By the Borough of Manhattan Community College side steps we found a mound of huge bags of dog food for the canine workers. On Sunday Franklin street was lined with boxes of new T-shirts for anyone who needed them, rescue or local. The Tribeca Tribune editor was wearing one since he hadn't any more clean clothes..

Saturday was prep day for getting the Stock Market open and Wall Street running. Little trucks were at every corner for Con-Ed, Nextel, Verizon, Sprint etc etc; big trucks rolled by with huge wheels of cable. They were re-knitting communications and laying extra lines on the ground.

Lots of buildings already had emergency and back up generators. I counted 22 "rented" portable hitch trailer generators lining Leonard Street on Sunday night between Broadway and Church, waiting for some business' power to fail on Monday, waiting for a call for help.

All week newspapers were in short demand "below the perimeter" ... Mary's Stationery is a little narrow store front on Hudson with a beat up couch, a fine espresso counter, and lots of magazines; it's an adult "hangout." Mary has a British accent and is about 4' x 5'. Sunday, Jason said the papers would be in in 10 minutes. 20 minutes later when I came back he was frantically on the cell phone: "Tell her to come back; I sent 4 customers after her, on bikes!"

Two minutes later a Con Ed truck pulled up, opened the back doors and there were at least fifty bundles of the Sunday Times. The customers unloaded and Mary showed up, beaming, 5 minutes later. I heard later that all week she had been paying someone "up north" maybe $1 a copy to deliver any copies of the daily papers they could get.
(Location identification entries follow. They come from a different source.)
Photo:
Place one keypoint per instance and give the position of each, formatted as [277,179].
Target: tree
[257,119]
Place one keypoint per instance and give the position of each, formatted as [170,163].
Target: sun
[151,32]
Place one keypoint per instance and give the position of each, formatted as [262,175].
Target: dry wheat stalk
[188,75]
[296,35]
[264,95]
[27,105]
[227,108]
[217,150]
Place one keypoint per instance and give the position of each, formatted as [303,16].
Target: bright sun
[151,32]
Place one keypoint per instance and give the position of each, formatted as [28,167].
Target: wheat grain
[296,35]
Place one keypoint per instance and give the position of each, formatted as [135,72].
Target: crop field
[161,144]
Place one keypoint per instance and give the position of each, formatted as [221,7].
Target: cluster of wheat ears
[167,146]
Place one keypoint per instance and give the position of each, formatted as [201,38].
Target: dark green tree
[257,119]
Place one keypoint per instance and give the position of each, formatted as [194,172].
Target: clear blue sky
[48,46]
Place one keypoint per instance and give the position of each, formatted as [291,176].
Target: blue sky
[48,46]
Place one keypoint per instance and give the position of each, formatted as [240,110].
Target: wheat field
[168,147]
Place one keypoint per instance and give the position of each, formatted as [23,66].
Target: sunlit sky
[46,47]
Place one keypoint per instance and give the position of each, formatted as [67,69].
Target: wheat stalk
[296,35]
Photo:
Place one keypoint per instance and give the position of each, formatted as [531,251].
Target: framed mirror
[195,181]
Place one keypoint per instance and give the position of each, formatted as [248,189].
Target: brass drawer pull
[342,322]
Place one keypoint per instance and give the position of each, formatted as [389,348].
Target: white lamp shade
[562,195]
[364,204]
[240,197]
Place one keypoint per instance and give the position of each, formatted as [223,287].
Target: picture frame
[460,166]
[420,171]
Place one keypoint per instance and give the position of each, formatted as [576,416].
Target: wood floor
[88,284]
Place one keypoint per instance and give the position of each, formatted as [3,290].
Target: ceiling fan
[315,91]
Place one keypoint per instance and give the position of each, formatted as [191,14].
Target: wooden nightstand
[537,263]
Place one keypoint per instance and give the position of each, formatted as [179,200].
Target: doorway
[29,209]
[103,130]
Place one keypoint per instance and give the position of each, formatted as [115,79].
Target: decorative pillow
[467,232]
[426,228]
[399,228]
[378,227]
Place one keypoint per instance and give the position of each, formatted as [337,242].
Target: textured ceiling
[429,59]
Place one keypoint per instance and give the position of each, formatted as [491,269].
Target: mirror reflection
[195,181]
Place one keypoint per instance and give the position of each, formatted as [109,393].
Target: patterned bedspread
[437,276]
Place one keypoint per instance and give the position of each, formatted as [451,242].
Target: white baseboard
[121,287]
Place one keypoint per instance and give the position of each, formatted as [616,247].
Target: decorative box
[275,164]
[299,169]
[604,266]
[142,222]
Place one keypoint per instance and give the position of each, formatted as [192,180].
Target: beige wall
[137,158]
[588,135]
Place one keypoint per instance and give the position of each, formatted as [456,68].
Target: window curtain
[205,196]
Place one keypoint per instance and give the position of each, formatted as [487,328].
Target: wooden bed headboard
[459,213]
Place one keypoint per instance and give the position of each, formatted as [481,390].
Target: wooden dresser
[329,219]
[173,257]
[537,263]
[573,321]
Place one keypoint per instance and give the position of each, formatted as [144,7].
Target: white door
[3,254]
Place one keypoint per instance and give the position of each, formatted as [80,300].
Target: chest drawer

It was beautiful on Sunday. September in New York City is the best, when "you can see forever" under a brilliant clear blue sky. The winds usually blow from north to south and the air is crystal. If you look north, you can almost believe nothing has changed. But then you see the Empire State Building.

The black smoke over 7 WTC was turning white Sunday night and thinning out. You could see a ghostly outline of the altered skyline. We'll get used to it; but there will come days now and then when we will forget and be jolted into sorrow when we round the corner.

The national guard was directing traffic at Worth and Church Streets on
Sunday night. Traffic was all "official."

Tomorrow is Monday. The Stock Exchange will be open.



All rights reserved
Barbara Fultz Martinez

Photographs copyright Lionel Martinez

2 comments:

Anonymous said...

Can't forget the sounds of the fighter jets overhead and deciding to go to work the next day, this was probably going to be the biggest story of my life time.

I also remember being the only person my parents could easily get a hold of while they stood their ground at Indpenedence Plaze those first few days. And of course the sounds of the steel girders being dropped into the the barges tied up on N Moore and West ST

Anonymous said...

Thanks for that.

I got home to Westchester that first day and only got back into the city because I had my Hospital ID badge - everyone else was turned away at the well before the Hudson Bridge. Our hospital was ready for the injured - no one came.